Fig. 1 is a block diagram of a conventional bang generation circuit, Fig. 2 is a circuit block diagram of an embodiment of the present invention, Fig. 3 is a pattern diagram of a 4-series PN button to 5 stages, and Fig. 4 is a 5-stage M series. FIG. 5 is a button diagram of an example of a detection and set pattern of a 5-stage M series according to the present invention. In the figure, 1...M-sequence PN generator, 2...

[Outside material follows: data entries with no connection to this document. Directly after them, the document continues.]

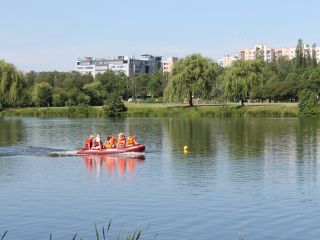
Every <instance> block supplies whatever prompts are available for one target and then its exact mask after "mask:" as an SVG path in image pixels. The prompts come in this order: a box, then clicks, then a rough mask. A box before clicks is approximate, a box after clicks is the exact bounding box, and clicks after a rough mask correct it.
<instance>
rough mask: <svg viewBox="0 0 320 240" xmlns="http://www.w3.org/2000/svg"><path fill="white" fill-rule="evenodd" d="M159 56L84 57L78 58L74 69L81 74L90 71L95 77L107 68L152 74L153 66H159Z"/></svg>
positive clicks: (122, 71)
mask: <svg viewBox="0 0 320 240" xmlns="http://www.w3.org/2000/svg"><path fill="white" fill-rule="evenodd" d="M161 59H162V58H161V57H159V56H152V55H150V54H145V55H142V56H141V57H140V58H134V57H129V56H118V57H116V58H110V59H108V58H93V57H84V58H80V57H79V58H78V60H77V65H76V71H78V72H80V73H81V74H88V73H90V74H91V75H92V76H93V77H95V76H96V75H97V74H99V73H104V72H106V71H107V70H111V71H114V72H118V73H120V72H122V73H124V74H125V75H126V76H128V77H129V76H132V75H136V74H143V73H145V74H152V72H153V70H154V68H158V69H159V68H160V67H161Z"/></svg>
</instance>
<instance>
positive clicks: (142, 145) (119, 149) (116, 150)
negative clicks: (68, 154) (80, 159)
mask: <svg viewBox="0 0 320 240" xmlns="http://www.w3.org/2000/svg"><path fill="white" fill-rule="evenodd" d="M144 149H145V146H144V144H138V145H134V146H127V147H124V148H107V149H101V150H84V149H80V150H78V151H77V154H79V155H103V154H118V153H126V152H143V151H144Z"/></svg>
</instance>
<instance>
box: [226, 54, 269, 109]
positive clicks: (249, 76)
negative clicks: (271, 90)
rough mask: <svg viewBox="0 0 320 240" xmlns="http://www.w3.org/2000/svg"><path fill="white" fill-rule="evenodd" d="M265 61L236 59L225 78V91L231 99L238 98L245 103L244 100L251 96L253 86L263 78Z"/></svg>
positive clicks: (258, 82)
mask: <svg viewBox="0 0 320 240" xmlns="http://www.w3.org/2000/svg"><path fill="white" fill-rule="evenodd" d="M262 66H263V62H261V61H260V60H255V61H244V60H239V61H236V62H235V63H234V64H233V65H232V66H231V67H230V68H228V69H227V70H226V71H225V74H224V76H223V77H222V79H223V82H222V84H223V92H224V94H225V95H226V96H227V97H228V98H229V99H237V100H240V101H241V105H244V101H245V100H247V99H248V98H249V97H250V91H251V89H252V87H253V86H255V85H258V84H259V82H260V80H261V72H262Z"/></svg>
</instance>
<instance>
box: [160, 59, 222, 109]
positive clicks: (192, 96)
mask: <svg viewBox="0 0 320 240" xmlns="http://www.w3.org/2000/svg"><path fill="white" fill-rule="evenodd" d="M216 70H217V69H216V66H215V64H214V63H212V62H211V60H210V59H208V58H205V57H202V56H201V55H200V54H193V55H191V56H187V57H185V58H183V59H180V60H179V61H177V62H176V63H175V64H174V67H173V69H172V73H171V75H170V77H169V81H168V84H167V87H166V89H165V91H164V99H165V100H168V101H173V100H176V101H179V100H181V99H183V98H188V99H189V105H190V107H191V106H193V103H192V98H193V95H194V93H198V94H201V95H202V96H203V95H206V94H207V93H208V92H211V89H209V88H210V87H211V86H212V82H213V81H214V79H215V78H216V75H217V71H216Z"/></svg>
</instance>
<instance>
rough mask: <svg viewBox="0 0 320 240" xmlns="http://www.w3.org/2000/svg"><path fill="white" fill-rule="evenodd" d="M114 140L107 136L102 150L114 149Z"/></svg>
mask: <svg viewBox="0 0 320 240" xmlns="http://www.w3.org/2000/svg"><path fill="white" fill-rule="evenodd" d="M116 144H117V143H116V139H115V137H114V136H112V135H109V136H108V137H107V140H106V141H105V142H104V144H103V147H104V148H115V147H116Z"/></svg>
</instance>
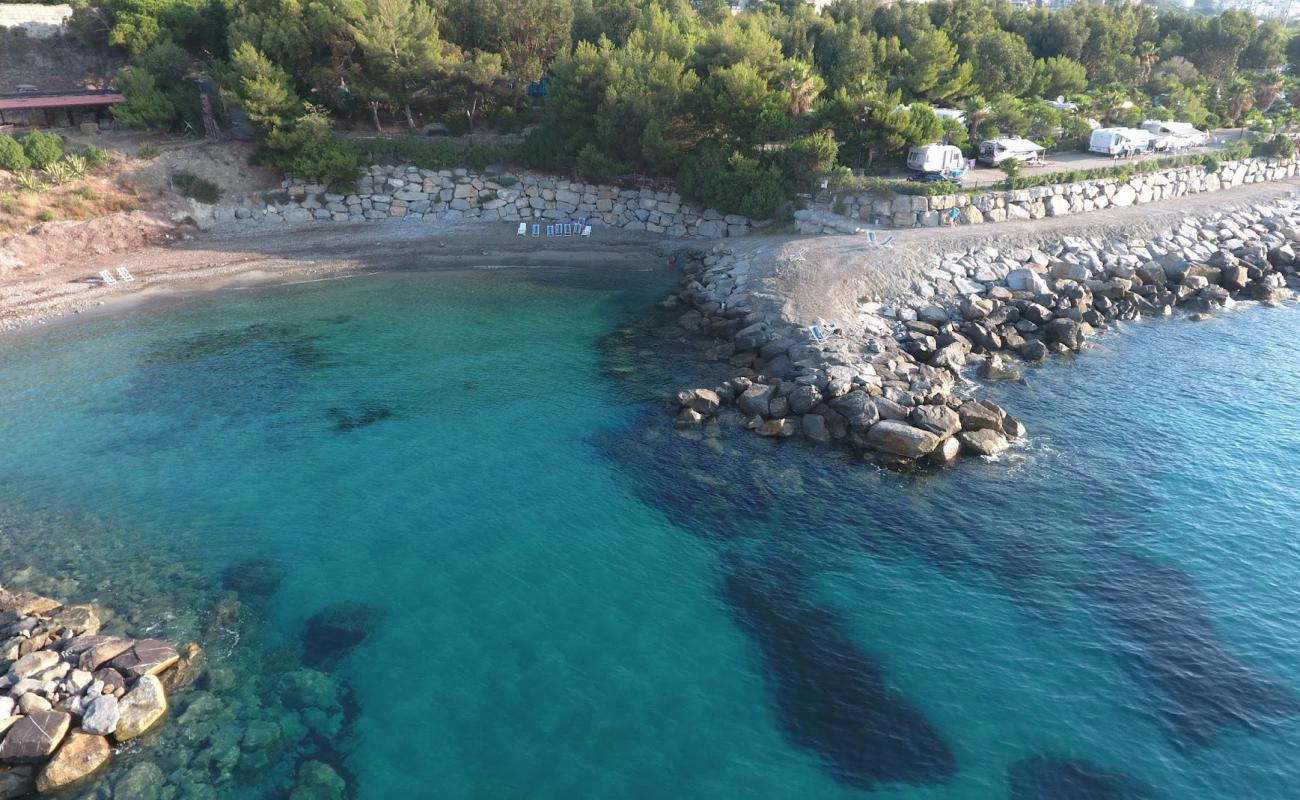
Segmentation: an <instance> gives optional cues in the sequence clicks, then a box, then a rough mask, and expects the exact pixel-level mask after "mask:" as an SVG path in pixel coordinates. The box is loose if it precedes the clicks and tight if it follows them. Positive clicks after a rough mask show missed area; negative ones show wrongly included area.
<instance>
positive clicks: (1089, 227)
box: [676, 186, 1300, 467]
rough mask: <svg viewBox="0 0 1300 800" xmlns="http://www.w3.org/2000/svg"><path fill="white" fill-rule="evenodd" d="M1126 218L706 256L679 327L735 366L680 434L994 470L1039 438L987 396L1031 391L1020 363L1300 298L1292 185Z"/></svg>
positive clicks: (696, 271)
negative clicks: (1224, 309) (835, 448)
mask: <svg viewBox="0 0 1300 800" xmlns="http://www.w3.org/2000/svg"><path fill="white" fill-rule="evenodd" d="M1144 211H1145V209H1144ZM1101 213H1105V212H1101ZM1097 216H1100V213H1099V215H1097ZM1115 221H1118V222H1119V224H1118V225H1113V226H1106V225H1102V226H1099V225H1095V224H1093V220H1092V219H1089V220H1087V221H1086V222H1083V224H1082V225H1066V224H1063V222H1061V224H1057V225H1049V226H1047V230H1044V229H1043V228H1044V226H1040V225H1028V226H1026V228H1024V229H1023V230H1019V232H1014V233H1013V234H1011V235H1000V237H985V235H976V237H972V235H970V234H965V235H963V234H957V233H954V234H953V235H943V234H940V233H936V232H935V230H933V229H930V230H924V232H917V233H915V235H911V237H898V239H900V241H897V242H894V243H893V246H892V247H862V246H859V247H858V248H855V250H854V248H849V247H845V246H844V245H840V243H839V242H835V241H831V242H824V241H816V239H814V241H809V242H801V243H797V245H794V243H790V245H785V246H779V247H772V246H767V245H762V243H755V245H751V246H745V245H738V243H729V242H728V243H719V245H715V246H714V247H712V248H710V250H707V251H698V252H695V254H693V256H692V259H690V261H689V264H688V265H686V276H685V278H684V281H682V290H681V291H680V294H679V295H677V299H679V300H680V302H681V304H682V306H684V307H685V308H686V311H685V313H682V315H681V316H680V317H679V323H677V324H679V328H680V329H681V330H682V332H685V334H686V336H694V337H698V338H702V340H705V342H703V349H705V351H706V355H707V356H708V358H712V359H714V360H718V362H725V367H723V369H724V375H723V376H722V380H720V382H719V384H716V385H715V386H711V388H710V386H698V385H697V386H695V388H684V389H682V390H681V392H679V394H677V405H679V407H680V411H679V414H677V418H676V421H677V424H679V425H680V427H694V425H701V424H706V423H710V421H711V420H714V419H715V418H718V419H723V420H725V421H727V423H728V424H738V425H742V427H744V428H748V429H750V431H754V432H757V433H758V434H759V436H764V437H774V438H787V437H793V436H802V437H803V438H807V440H810V441H814V442H819V444H831V442H836V444H839V445H846V446H848V447H849V449H850V450H852V451H855V453H861V454H865V457H866V458H868V459H871V460H874V462H876V463H883V464H884V466H898V467H913V466H943V464H949V463H953V462H954V460H956V459H957V458H958V455H962V454H965V455H979V457H997V455H998V454H1001V453H1004V451H1006V450H1008V449H1009V447H1011V446H1013V444H1015V441H1017V440H1023V438H1024V437H1026V436H1027V433H1028V432H1027V431H1026V428H1024V425H1023V424H1022V423H1021V421H1019V420H1017V419H1015V418H1014V416H1013V415H1011V414H1009V412H1008V410H1005V408H1002V407H1001V406H998V405H997V403H993V402H991V401H987V399H980V397H979V395H980V394H982V392H980V388H982V386H983V385H984V382H985V381H987V382H992V381H1005V380H1021V372H1019V369H1018V368H1017V367H1018V366H1019V364H1022V363H1026V364H1027V363H1037V362H1043V360H1045V359H1047V358H1049V356H1050V355H1067V354H1073V353H1079V351H1082V350H1084V349H1087V347H1089V346H1091V345H1089V342H1088V340H1089V338H1091V337H1092V336H1095V334H1096V333H1099V332H1101V330H1105V329H1108V328H1109V327H1110V325H1113V324H1117V323H1121V321H1132V320H1138V319H1141V317H1144V316H1170V315H1173V313H1174V310H1175V308H1182V310H1186V311H1190V312H1191V315H1192V319H1208V317H1209V316H1210V315H1212V313H1213V312H1218V311H1221V310H1223V308H1227V307H1230V306H1232V303H1235V302H1236V300H1242V299H1244V300H1258V302H1264V303H1266V304H1277V303H1281V302H1283V300H1286V299H1290V298H1291V297H1292V291H1294V290H1297V289H1300V276H1297V272H1296V271H1297V263H1300V258H1297V256H1296V252H1295V247H1296V246H1300V206H1297V203H1296V200H1295V191H1294V187H1292V186H1286V187H1281V189H1278V187H1273V190H1271V191H1253V193H1242V194H1239V195H1236V196H1234V198H1232V202H1231V203H1214V204H1209V203H1205V202H1204V200H1203V202H1200V203H1193V204H1183V206H1182V207H1180V208H1177V209H1167V208H1166V209H1162V211H1161V212H1152V211H1148V212H1147V213H1138V215H1132V213H1128V212H1127V209H1126V213H1123V216H1122V217H1121V219H1118V220H1115ZM1026 234H1028V235H1026ZM863 250H866V251H867V255H866V256H865V255H863V252H862V251H863ZM874 267H879V269H875V268H874ZM708 340H711V342H708ZM976 359H979V360H980V363H979V366H978V368H976V369H972V368H971V367H974V366H975V360H976ZM972 373H975V375H978V377H979V379H980V380H979V381H976V380H972V379H974V377H975V375H972Z"/></svg>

. . . L bit bang detection circuit, 3 . . . logic circuit, 4 . . . L+i bit bang detection circuit.

Claims (1)

[Claims] The L-stage (L is a natural number) maximum flame series pseudo-Randano-battan generator that can be set as an initial batan is input, and the L-bit output of this batan generator is input, and the phase is different from the output of this L-bit. A logic circuit that outputs an i (i is a natural number) bit signal after the L pit of this bang generator, a 1-bit output signal of this logic circuit, and an L-bit output signal of the bang generator are input. an L+i pit bang detector for detecting a match between Shiko's L+i bit bangs and a predetermined bang; and initial settings for setting the above-mentioned bang generator and the logic circuit to predetermined initial beats when the bang detector detects a match. 1. A bang generating circuit, comprising means for forming consecutive L+i pit bangs or a specific periodic bang that appears only once within a - period.